なぜならこの出来事からしばらく経ったある日、父親が姿を忽然と消してしまったからだ。
「BDMを続けていればいずれ再会する」
という言葉を残して。
*****
「・・玲、ねえ・・・きて玲・・・すぐ・・・るから、・・・起き・・」
誰かの声が聞こえる。とても聞き覚えのある声だ。
「早く・・て玲。もう・・到着す・・ら、目を・・してよ」
今度は肩を揺さぶられる。しかも割りと強めだったので、ここでようやく意識が浮かんできた。
「玲、もうすぐ到着するから早く起きてよ〜」
「んん・・・」
困ったような声に、聖玲也は重い瞼をようやく上げることに成功した。
「はぁ、やっと起きた。もう、一度寝たら中々目を覚まさないのは相変わらずなんだから〜」
目を開けた玲也の視界に映りこんできたのは、長年の付き合いで見慣れた幼馴染ーーー清水香住の顔であった。ぱっちりと開いた黒い瞳、まだ幼さは残るものの、将来間違いなく美人になるであろう整った顔立ち、肩口まで伸びている茶色がかった黒髪は大半の男が振り向いてしまうであろう魅力があった。
服装は白のブラウスの上に、右胸元に獅子の刺繍が施された赤のブレザーを羽織り、膝が隠れる程度の黒と白のチェック柄が入ったプリーツスカートと黒のソックスを履いている。
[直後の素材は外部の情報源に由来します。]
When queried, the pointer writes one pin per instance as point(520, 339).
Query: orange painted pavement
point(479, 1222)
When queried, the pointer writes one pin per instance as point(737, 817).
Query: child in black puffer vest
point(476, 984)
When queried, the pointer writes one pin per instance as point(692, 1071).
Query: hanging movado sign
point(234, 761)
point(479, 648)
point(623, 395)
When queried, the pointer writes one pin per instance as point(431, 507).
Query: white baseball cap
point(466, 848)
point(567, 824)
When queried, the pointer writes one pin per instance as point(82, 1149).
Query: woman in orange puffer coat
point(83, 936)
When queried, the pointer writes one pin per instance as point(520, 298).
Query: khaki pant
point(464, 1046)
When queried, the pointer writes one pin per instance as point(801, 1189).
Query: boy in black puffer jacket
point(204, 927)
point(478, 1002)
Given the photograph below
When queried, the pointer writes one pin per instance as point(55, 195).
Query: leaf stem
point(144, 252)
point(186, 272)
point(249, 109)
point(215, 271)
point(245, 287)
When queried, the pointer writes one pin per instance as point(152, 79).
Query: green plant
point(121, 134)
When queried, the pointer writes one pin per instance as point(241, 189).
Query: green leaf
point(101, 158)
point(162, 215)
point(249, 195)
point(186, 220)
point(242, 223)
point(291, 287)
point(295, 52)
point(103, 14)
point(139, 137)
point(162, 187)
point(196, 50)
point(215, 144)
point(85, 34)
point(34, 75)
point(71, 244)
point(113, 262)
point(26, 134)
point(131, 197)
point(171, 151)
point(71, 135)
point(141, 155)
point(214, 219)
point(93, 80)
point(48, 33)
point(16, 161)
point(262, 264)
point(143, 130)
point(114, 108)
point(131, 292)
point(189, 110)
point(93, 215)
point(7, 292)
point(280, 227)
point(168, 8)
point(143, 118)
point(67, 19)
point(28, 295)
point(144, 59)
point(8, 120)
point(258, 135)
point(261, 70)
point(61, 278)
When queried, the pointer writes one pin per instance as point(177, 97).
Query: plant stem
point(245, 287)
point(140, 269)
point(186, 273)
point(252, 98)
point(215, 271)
ちなみに玲也は白のワイシャツの上に香住と同じブレザーを羽織り、黒と白のチェック柄が入った長ズボンを履いている。
「悪いな、香住。ちょっと長旅で疲れてたんだ」
「それは私もおんなじなんだけどな〜」
香住と呼ばれた少女は頬を少し膨らませながら、不満げに呟いた。
「ぐっ、ま、そうだな・・・」
香住の言った通りなので、玲也は返す言葉も無かった。
玲也達が今乗っているのはフィアーユ大陸を横断するフィアーユ鉄道である。全長はおよそ五千キロメートルで、大陸東側の港町ミストレーラから大陸西側の港町アルカ間を結んでいる。そのため、フィアーユ鉄道は複数の国に跨がって線路が引かれている。ちなみにミストレーラはユレイア王国、アルカはラングレス王国管轄の町である。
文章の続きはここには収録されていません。